HarborOS pulls in your deals and contracts and does the math on them. What it doesn’t do is decide what your numbers are. A deal, a contract, or a renewal only moves your ARR at the point where you make a call. Until then, it’s gathered but not counted.

Three places you decide

Promoting a deal into the pipeline. Deals sync from your CRM into a staging area first — held, not counted. You promote the ones you’ll stand behind and dismiss the rest. Only promoted deals become opportunities and reach your forecast. Nothing your sales team logs moves your numbers until you say so. (More in Lenses.) Confirming a contract. When a contract is uploaded, AI reads its terms — the dates, the ARR, the renewal details. But a contract doesn’t count toward your ARR until you confirm it. You can confirm one at a time, or confirm a whole batch at once, with the lower-confidence reads surfaced first so the few worth a closer look come up top. A contract that came from a deal you already promoted and won is the exception — you decided on it in the pipeline, so it counts while its paperwork catches up. Calling a renewal. For each renewal you set the likelihood — likely, maybe, at risk, or churn. That’s your judgment, not a system guess, and it shapes your renewal forecast. Flag a contract as churn and its ARR drops out of your active book. (See the lifecycle model.)

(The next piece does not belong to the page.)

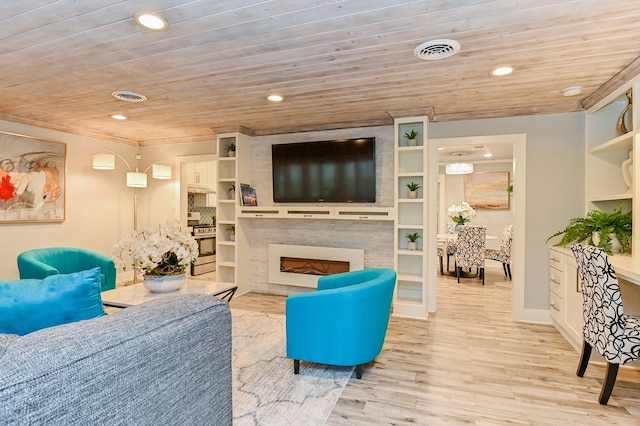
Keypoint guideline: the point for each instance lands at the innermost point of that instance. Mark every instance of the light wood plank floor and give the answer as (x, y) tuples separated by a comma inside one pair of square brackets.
[(470, 364)]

What the system does on its own

HarborOS syncs your deals, extracts contract terms, calculates ARR and retention, and flags things worth a look. What it never does is quietly change a number you’d later have to defend. The gathering and the math are the system’s job. The judgment stays yours.

Why it works this way

Because you made the call, you can answer for it. “I promoted this deal,” “I confirmed this contract,” “I marked this renewal at risk” — those are answers you can give in a board meeting or a diligence review. A number no one chose is a number no one can defend. It’s the other half of contract is the atom: every figure traces back to a contract, and every contract entered your numbers because you decided it should.